Gepubliceerd op 19-09-2023

piet

betekenis & definitie

1) (19e eeuw) (stud.) bluffer; (iron.) knappe kerel.

• Flanor, jongen! je bent een Piet! (Johannes Kneppelhout: Studenten-typen. 1839-1841)
• Piet (Een -, (stud.), iemand, die zich heel wat inbeeldt en bluft; ook ironisch: een knappe kerel. (Taco H. de Beer en E. Laurillard: Woordenschat, verklaring van woorden en uitdrukkingen. 1899)
• Maar niet zoozeer zijn sierlijk gewaad, zijne geheele uiterlijke houding verraadt den diplomaat. Ten zijnen behoeve is de naam van nuf op de Academie toegepast en spottend zegt men, als men hem voorbijloopt: - dat 's een piet! - of: - zoo'n beroerd mispunt! - of iets even vleijends. (Johannes Kneppelhout, onder pseudoniem Klikspaan. Studentenschetsen. 2002)

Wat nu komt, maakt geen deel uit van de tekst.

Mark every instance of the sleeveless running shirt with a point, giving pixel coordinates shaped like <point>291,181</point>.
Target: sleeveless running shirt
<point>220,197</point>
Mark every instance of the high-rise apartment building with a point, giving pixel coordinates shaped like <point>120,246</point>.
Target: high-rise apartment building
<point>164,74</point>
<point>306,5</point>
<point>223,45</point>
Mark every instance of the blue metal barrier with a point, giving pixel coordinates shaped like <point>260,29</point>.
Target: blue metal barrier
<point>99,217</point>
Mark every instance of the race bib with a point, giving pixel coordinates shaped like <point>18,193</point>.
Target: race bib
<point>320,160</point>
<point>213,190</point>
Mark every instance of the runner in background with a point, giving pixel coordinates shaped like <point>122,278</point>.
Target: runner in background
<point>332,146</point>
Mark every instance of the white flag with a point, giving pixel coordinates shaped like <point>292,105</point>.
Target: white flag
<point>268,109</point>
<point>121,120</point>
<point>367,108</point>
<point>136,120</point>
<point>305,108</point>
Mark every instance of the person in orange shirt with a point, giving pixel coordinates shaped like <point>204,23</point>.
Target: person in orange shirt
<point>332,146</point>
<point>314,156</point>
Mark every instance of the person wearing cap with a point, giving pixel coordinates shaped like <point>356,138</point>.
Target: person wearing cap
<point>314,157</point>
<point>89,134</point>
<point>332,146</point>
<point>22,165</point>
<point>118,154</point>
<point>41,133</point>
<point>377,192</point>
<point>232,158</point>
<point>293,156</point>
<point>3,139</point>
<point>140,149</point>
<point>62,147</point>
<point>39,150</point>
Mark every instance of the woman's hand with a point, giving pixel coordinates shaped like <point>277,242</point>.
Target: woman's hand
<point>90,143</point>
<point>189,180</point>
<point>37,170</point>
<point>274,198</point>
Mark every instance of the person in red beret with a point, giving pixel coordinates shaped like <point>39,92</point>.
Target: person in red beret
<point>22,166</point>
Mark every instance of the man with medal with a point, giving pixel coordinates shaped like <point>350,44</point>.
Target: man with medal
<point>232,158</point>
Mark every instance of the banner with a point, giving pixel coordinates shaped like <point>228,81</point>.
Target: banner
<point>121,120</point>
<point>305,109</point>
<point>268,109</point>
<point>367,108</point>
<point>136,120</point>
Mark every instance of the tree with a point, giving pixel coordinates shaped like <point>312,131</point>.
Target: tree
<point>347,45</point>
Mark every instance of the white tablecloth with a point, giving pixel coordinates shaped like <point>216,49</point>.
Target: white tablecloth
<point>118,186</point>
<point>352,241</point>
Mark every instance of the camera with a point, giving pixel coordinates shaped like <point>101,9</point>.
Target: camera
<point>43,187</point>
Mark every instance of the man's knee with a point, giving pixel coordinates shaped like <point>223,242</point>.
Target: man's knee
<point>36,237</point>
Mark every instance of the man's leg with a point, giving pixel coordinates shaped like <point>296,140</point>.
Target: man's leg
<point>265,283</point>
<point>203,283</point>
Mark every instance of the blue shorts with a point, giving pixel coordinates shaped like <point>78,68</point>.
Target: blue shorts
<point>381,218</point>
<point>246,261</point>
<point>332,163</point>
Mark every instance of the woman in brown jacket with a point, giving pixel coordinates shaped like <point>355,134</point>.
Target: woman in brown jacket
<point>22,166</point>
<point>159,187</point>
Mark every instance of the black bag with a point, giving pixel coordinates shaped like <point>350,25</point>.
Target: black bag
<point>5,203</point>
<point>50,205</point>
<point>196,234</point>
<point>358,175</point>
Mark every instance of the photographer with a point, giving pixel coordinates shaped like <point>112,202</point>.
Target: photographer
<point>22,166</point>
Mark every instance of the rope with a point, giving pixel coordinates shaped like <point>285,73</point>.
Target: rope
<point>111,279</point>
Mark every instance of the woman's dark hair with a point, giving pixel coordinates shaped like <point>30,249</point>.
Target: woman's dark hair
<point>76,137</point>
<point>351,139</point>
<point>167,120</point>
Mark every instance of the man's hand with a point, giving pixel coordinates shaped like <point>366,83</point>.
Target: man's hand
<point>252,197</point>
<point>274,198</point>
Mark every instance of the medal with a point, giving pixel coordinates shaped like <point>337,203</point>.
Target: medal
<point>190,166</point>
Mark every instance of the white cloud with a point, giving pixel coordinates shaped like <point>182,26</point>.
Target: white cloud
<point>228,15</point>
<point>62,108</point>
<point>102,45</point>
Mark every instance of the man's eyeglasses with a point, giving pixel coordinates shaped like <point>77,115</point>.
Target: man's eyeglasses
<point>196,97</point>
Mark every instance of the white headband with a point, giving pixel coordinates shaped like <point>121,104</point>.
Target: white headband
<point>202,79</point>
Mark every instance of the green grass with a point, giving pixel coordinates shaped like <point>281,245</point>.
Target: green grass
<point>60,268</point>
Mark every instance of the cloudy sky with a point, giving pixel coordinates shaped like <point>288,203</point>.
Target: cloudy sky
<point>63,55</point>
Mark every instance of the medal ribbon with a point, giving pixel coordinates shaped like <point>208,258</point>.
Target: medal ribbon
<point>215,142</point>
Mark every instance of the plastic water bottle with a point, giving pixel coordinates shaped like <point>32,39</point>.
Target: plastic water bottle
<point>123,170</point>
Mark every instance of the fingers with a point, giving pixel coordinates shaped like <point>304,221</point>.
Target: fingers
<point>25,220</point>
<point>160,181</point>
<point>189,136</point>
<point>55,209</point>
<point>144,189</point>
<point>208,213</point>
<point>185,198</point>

2) (19e eeuw) (inf.) mannelijk lid. In Vlaanderen vaak in de verkleinvorm. 'Aan zijn piet trekken': masturberen. 'De grote Piet uithangen' is een schertsende uitdrukking voor: 'de exhibitionist spelen'. 'Piet in het hok spelen' betekent copuleren, neuken. Beide uitdrukkingen worden vermeld in de Geïllustreerde Encyclopedie van de Sexualiteit. (Ned. vertaling van The Visual Dictionary of Sex. H.J.W. Becht-Amsterdam. 1977-1980. Woordenlijst p. 126). Zie ook: eerste* communiepietje; pieterman*.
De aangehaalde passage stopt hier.